9. Former name or former address, if changed since last report
N/A
10. Securities registered pursuant to Sections 8 and 12 of the SRC or Sections 4 and 8 of the RSA
Title of Each Class
Number of Shares of Common Stock Outstanding and Amount of Debt Outstanding
Common shares
1,500,000,000
11. Indicate the item numbers reported herein
9
The Exchange does not warrant and holds no responsibility for the veracity of the facts and representations contained in all corporate disclosures, including financial reports. All data contained herein are prepared and submitted by the disclosing party to the Exchange, and are disseminated solely for purposes of information. Any questions on the data contained herein should be addressed directly to the Corporate Information Officer of the disclosing party.
Raslag Corp.ASLAG
PSE Disclosure Form 4-3 - Amendments to Articles of Incorporation References: SRC Rule 17 (SEC Form 17-C) and Section 4.4 of the Revised Disclosure Rules
Subject of the Disclosure
Amendment to Articles of Incorporation
Background/Description of the Disclosure
The Board of Directors and the stockholders of ASLAG have approved the amendment to ASLAG's Articles of Incorporation for the conversion into preferred shares of the 100 Million unissued common shares with a par value of P1.00 per share.

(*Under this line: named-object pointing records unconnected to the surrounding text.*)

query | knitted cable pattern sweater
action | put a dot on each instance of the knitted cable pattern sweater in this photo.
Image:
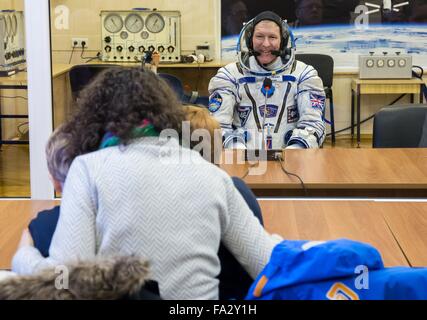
(157, 201)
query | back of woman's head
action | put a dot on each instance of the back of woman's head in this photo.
(59, 155)
(118, 100)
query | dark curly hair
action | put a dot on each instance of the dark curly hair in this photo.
(118, 100)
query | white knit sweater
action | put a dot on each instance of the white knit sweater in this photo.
(144, 199)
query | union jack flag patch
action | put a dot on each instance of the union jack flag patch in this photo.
(317, 102)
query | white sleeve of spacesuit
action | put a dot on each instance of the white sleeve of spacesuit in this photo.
(310, 131)
(223, 90)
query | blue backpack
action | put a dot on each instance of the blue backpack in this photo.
(334, 270)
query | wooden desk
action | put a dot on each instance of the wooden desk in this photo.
(390, 227)
(384, 86)
(357, 220)
(194, 76)
(341, 172)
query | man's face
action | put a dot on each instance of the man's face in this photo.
(266, 38)
(310, 12)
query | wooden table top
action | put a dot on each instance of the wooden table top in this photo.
(397, 229)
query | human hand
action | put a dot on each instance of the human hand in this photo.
(26, 239)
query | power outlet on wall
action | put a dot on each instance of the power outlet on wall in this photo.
(78, 42)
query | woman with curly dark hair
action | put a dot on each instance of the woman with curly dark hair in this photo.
(135, 196)
(117, 101)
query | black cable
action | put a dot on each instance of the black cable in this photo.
(72, 53)
(247, 171)
(419, 76)
(89, 58)
(282, 165)
(367, 119)
(14, 97)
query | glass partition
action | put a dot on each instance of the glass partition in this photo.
(14, 129)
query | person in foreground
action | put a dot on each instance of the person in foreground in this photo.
(134, 196)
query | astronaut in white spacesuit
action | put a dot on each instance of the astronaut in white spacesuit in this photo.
(288, 113)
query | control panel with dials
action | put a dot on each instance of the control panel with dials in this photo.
(12, 34)
(128, 35)
(385, 66)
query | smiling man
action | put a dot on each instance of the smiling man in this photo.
(287, 113)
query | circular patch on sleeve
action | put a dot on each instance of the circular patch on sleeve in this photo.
(215, 102)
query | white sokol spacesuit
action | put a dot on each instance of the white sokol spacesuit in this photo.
(294, 109)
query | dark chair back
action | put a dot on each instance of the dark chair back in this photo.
(399, 126)
(82, 75)
(324, 65)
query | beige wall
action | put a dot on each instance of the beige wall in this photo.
(12, 106)
(197, 22)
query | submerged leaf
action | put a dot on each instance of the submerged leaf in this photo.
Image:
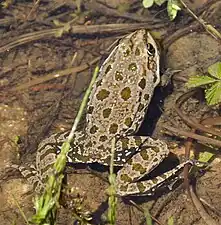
(213, 94)
(197, 81)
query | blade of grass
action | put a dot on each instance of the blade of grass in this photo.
(46, 205)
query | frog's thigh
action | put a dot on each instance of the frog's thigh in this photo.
(148, 186)
(149, 154)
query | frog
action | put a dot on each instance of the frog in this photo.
(116, 108)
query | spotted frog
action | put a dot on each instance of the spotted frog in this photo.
(116, 109)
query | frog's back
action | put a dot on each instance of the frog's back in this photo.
(124, 88)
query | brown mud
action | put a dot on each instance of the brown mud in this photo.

Date of Approval by Board of Directors
Oct 15, 2024
Date of Approval by Stockholders
Jan 15, 2025
Other Relevant Regulatory Agency, if applicable
N/A
Date of Approval by Relevant Regulatory Agency, if applicable
N/A
Date of Approval by Securities and Exchange Commission
TBA
Date of Receipt of SEC approval
TBA
Amendment(s)
Article No.
From
To
SEVENTH
XXX TWO BILLION (P2,000,000,000.00) pesos in lawful money of the Philippines, divided into Two Billion (2,000,000,000.00) shares with the par value of ONE (P1.00) peso per share XXX
XXX TWO BILLION (P2,000,000,000.00) pesos in lawful money of the Philippines, divided into: (a) One Billion Nine Hundred Million (1,900,000,000) common shares with the par value of ONE (P1.00) peso per share (“Common Shares”); and (b) One Hundred Million (100,000,000) preferred shares with the par value of ONE (P1.00) peso per share (“Preferred Shares”), which shares shall have the following features: (1) Redeemable at the option of the Corporation; (2) Non-voting except in the cases provided by law; (3) Entitled to receive cumulative dividends; (4) Non-participating; (5) Non-convertible to common shares; (6) No pre-emptive rights; (7) Issue value, dividend rate, and other terms and conditions to be determined by the Board of Directors. XXX
Rationale for the amendment(s)
The creation of preferred shares shall be done by reclassifying P100 Million common shares into P100 Million preferred shares at par value of P1.00 per share.
In line with ASLAG's vision toward a 1000 MWp capacity by 2035, the creation of preferred shares aims to tap other funding resources without necessarily diminishing the voting power and other rights of existing common stockholders.
The timetable for the effectivity of the amendment(s)
Expected date of filing the amendments to the Articles of Incorporation with the SEC
TBA
Expected date of SEC approval of the Amended Articles of Incorporation
TBA
Effect(s) of the amendment(s) to the business, operations and/or capital structure of the Issuer, if any
The amendment will result to the creation of preferred shares for ASLAG. This opens an opportunity for ASLAG to raise funds for its pipeline and other expansion projects in support of its vision of having at least a 1000 MWp capacity by 2035.
Other Relevant Information
This is an updated report to reflect the stockholders' approval to the amendment to the Articles of Incorporation of ASLAG.